This article seems mistimed, falling as it does in the limbo between "Holden Thorp Asks Honor Court to Suspend Proceedings Against Gambill," and the findings of the investigators and external review boards. It is crafted in support of Landen Gambill, but I simply do not understand how anyone can pretend to know what happened between Gambill and her ex. Obviously, Honor Court is an absurd venue for serious criminal accusations. But months had elapsed by the time Gambill reported the alleged rape. Isn't it hard to picture a DA enthusiastic about going forward with that case? No, I do not want rape victims to be re-traumatized; and yes, the Honor Court questioning does come off as clumsy and insensitive -- but mild in comparison to what Gambill could have expected in a court of law. There are many things we need to make better, but the mission of the courts is not unconditional support and validation for alleged victims. (That's what therapy is for.)
Irresponsible reporting has spawned hundreds of headlines echoing Gambill's characterization of herself as a victim, her ex as a rapist, and UNC as covertly involved in a shameful attempt to silence her. Do we know if ANY of that is true? Sure, okay, maybe all of it is. Rapists do get away with it sometimes. But why not pause to reflect on the possibility that the ex is just some guy who made some mistakes, did his best to correct them, and -- having been found not guilty of rape -- would like to get on with his life without being called a rapist every time he turns around? That also seems plausible. Anyone who doesn't get how uncomfortable his life must be just isn't thinking.
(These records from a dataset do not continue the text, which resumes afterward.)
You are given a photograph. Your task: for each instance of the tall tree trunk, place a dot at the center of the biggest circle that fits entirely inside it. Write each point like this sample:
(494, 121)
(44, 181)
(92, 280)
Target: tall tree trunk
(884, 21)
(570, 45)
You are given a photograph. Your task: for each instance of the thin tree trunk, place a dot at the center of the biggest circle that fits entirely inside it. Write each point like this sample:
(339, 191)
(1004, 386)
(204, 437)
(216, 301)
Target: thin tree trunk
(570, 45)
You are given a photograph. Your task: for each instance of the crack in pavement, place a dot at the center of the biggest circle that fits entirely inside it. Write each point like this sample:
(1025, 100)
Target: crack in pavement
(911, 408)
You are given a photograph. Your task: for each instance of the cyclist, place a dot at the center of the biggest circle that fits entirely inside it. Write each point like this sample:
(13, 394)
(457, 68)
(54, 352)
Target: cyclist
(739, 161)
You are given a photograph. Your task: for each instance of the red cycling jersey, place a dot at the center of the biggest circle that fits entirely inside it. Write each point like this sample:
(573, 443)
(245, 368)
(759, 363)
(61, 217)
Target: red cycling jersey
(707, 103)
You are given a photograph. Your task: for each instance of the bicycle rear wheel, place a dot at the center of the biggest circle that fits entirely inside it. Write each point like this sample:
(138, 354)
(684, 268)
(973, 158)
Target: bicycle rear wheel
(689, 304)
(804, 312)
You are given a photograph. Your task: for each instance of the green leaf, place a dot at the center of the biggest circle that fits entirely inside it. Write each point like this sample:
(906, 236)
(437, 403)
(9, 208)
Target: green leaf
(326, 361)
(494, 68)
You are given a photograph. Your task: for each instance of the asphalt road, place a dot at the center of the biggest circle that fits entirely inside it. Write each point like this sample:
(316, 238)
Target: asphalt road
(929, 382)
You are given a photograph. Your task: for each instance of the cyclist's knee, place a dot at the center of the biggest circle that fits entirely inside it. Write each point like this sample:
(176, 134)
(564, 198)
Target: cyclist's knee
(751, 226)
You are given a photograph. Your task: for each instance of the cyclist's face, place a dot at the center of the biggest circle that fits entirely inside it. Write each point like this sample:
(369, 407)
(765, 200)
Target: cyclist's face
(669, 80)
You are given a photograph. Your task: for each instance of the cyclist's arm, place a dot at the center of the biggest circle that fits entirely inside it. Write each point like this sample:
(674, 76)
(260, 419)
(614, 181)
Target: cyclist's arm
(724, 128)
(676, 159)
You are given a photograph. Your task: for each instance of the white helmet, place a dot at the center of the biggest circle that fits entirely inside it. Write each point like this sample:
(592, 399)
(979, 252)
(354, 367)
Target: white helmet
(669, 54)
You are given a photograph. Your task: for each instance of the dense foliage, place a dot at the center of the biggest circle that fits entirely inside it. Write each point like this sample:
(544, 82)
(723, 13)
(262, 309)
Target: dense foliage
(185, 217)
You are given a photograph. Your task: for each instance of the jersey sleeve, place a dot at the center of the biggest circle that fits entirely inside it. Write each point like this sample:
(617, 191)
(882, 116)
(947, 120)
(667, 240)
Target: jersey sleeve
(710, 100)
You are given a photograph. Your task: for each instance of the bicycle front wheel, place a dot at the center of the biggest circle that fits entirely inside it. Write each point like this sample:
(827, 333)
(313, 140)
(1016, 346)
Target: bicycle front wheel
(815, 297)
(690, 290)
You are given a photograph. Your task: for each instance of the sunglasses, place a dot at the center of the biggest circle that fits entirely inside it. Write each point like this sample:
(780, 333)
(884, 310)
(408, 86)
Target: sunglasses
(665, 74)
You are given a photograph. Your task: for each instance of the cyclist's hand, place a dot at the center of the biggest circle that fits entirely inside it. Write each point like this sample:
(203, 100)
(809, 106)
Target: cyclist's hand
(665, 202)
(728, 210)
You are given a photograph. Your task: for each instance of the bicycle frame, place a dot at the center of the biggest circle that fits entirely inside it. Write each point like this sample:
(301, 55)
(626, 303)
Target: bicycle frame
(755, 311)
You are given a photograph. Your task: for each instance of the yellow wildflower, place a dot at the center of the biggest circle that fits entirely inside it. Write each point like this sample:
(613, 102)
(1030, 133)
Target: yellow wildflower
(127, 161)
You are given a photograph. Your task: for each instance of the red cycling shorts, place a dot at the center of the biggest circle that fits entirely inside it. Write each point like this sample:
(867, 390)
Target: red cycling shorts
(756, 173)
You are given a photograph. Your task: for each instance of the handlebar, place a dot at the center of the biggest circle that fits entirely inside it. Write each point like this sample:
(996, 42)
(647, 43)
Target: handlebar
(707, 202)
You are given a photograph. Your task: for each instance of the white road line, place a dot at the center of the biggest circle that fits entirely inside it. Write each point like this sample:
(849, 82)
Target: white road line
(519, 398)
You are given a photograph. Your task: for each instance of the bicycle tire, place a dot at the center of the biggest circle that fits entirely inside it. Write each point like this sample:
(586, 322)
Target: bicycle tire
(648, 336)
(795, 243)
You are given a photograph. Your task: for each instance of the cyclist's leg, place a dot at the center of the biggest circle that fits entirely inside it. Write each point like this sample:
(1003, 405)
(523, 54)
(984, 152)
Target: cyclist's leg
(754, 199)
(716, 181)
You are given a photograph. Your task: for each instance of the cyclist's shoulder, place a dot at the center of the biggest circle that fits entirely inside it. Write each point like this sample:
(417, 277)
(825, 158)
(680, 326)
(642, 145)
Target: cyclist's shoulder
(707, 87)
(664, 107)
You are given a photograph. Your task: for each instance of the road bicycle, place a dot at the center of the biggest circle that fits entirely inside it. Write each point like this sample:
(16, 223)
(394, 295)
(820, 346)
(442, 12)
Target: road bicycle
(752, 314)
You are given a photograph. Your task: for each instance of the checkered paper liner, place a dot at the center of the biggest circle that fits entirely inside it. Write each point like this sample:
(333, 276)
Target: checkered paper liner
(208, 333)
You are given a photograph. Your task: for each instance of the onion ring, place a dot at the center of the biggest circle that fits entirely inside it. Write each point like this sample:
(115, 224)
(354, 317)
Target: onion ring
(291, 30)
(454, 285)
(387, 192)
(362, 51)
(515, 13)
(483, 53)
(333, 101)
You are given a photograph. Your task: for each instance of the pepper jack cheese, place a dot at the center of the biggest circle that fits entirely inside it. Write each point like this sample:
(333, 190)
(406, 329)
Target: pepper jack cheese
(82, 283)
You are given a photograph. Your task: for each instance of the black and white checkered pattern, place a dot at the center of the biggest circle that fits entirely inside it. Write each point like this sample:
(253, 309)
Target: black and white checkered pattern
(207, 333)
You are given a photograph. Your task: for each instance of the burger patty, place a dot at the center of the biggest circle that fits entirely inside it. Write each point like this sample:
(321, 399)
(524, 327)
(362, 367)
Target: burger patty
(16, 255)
(And BTW, I find the line suggesting that the ex's Honor Court charges might be construed as "another form of verbal harassment" of Gambill to be laughable. My understanding is that a no-contact order prevents him from communicating with her in any other way.)
Yes, UNC has made mistakes. (If the ex is ever revealed to be a football player majoring in African American Studies, Lord help us.) But if somebody in the administration was really dumb enough to open the university to charges of retaliation, against a person with no apparent fear of publicity... that was really, really dumb.